Es war ein beliebter Witz in Kirchenkreisen, ein kleiner Aufstand gegen die da oben in den bischöflichen Verwaltungen und, das wohl auch, gegen die Bischöfe. Ein Ventil und eine heimliche Selbstbestätigung. Die da oben, die kochen auch nur mit Wasser.

Die Zeit solcher Kirchenwitze geht ihrem Ende entgegen. Das heimelig-kirchliche Lebensgefühl, aus dem sie entstanden sind, gibt es nicht mehr.

Ganz unwitzige Geschichten über Bischofsstädte erzählen heute andere. Betroffene geistlicher und sexualisierter Gewalt erleben dort immer wieder und immer noch: Ihr Ruf nach Gehör und nach Gerechtigkeit, der verhallt. Selbst Bischöfe sagen es inzwischen ganz offen: Immer noch versagt die Kirche! Für viel zu viele Menschen ist die Kirche kein Ort von Glaubens-, sondern von Missbrauchserfahrungen.

Und immer noch fällt es vielen Kirchenmenschen nicht leicht, damit umzugehen. Dabei halten gerade die, die Veränderungen einfordern, die Botschaft Jesu wach. Sein Wort lebt bei denen, die für Gerechtigkeit eintreten. Die Enttäuschungen und Demütigung erfahren haben und trotzdem weitermachen. Die, auch wenn sie die verfasste Kirche vielleicht längst enttäuscht verlassen haben, sie immer wieder an ihren Auftrag erinnern. Die Aufklärung und Umkehr einfordern. Die aber immer noch erleben: diese Botschaft, die kommt viel zu selten an.

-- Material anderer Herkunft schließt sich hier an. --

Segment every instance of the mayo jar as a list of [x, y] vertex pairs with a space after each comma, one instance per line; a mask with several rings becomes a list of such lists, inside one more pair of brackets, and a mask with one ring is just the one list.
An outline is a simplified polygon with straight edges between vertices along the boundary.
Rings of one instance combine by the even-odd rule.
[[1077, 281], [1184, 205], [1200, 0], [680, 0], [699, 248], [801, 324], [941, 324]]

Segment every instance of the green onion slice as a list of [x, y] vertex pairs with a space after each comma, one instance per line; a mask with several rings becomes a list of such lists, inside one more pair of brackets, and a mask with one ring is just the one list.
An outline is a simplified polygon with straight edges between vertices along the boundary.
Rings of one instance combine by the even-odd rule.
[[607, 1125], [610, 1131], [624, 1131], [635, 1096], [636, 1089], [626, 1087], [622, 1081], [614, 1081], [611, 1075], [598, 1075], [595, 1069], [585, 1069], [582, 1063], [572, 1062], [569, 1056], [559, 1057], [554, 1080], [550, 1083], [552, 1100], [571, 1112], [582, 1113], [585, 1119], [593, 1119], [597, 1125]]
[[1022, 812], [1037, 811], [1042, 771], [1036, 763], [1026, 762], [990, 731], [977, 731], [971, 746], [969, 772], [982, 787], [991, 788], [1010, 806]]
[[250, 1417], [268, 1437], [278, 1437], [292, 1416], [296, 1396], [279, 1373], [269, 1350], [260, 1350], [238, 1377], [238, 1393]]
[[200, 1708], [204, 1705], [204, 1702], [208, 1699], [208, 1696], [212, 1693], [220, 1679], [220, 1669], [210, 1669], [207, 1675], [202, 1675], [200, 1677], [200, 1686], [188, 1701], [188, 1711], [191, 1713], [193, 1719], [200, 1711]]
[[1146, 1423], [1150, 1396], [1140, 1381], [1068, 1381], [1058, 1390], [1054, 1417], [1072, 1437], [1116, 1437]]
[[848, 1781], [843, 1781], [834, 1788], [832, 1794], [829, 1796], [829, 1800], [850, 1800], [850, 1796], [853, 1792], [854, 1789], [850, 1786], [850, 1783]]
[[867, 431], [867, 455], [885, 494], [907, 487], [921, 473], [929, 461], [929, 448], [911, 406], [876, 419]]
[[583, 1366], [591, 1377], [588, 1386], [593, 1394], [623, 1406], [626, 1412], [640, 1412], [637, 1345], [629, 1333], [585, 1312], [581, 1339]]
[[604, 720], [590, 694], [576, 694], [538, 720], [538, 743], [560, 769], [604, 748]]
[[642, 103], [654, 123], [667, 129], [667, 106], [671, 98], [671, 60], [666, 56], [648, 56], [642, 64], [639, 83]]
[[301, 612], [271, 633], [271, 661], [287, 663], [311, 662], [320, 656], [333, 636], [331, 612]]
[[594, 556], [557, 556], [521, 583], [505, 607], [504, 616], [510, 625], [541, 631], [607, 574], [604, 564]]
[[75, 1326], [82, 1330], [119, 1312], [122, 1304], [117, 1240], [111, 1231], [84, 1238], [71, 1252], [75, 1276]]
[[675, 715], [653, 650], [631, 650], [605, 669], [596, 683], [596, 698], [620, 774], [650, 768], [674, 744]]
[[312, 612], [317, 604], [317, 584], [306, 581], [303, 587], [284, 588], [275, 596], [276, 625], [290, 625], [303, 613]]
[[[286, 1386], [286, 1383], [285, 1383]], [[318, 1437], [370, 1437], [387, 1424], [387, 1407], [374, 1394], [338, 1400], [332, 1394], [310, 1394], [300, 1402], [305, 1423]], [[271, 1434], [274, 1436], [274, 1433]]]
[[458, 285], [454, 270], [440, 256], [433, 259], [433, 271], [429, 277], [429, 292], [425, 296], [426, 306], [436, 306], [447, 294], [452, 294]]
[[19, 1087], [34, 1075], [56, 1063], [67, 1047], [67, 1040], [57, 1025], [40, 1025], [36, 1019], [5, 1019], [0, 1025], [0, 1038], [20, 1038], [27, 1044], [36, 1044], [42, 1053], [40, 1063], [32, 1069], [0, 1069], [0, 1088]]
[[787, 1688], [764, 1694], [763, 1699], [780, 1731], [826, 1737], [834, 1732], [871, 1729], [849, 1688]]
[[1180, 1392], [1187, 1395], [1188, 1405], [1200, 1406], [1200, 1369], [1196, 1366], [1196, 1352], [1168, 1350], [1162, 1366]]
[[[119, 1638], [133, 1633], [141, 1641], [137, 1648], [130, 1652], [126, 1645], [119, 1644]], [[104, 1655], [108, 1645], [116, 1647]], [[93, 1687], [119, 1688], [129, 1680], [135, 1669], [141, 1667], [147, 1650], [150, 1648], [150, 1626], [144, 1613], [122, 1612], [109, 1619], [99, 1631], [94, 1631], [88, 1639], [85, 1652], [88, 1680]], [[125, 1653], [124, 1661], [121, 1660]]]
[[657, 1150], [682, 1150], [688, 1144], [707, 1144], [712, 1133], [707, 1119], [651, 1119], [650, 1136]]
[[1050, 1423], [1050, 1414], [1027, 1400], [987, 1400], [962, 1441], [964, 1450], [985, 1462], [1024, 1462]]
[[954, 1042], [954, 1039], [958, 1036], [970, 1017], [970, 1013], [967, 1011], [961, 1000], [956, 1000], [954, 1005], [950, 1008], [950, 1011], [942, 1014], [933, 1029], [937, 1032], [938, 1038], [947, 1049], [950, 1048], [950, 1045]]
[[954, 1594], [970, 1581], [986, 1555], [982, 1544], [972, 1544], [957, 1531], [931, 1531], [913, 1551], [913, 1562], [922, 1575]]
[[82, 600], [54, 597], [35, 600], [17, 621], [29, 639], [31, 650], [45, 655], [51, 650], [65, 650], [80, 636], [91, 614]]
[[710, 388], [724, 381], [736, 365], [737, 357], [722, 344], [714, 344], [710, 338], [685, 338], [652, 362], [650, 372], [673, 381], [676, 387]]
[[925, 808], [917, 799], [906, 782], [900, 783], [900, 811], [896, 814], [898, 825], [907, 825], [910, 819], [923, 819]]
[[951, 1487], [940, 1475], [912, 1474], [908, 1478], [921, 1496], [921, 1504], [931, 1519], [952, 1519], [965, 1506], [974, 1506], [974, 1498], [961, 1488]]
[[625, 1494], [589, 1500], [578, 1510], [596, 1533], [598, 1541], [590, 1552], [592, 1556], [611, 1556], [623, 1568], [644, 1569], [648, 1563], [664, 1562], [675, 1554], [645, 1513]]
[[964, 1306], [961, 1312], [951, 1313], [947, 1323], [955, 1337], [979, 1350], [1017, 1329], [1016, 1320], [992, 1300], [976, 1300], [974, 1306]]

Da waren wir noch nie – der Lacher des alten Kirchenwitzes bleibt da im Hals stecken. In ihm steckt nämlich eine ganz aktuelle Wahrheit. Gottes Solidarität ist bei den Betroffenen. In ihren Klagen und Forderungen lebt die Hoffnung auf Gerechtigkeit.

Der alte Witz vom himmlischen Betriebsausflug hat sich überlebt. Seine Wahrheit ist aktueller denn je.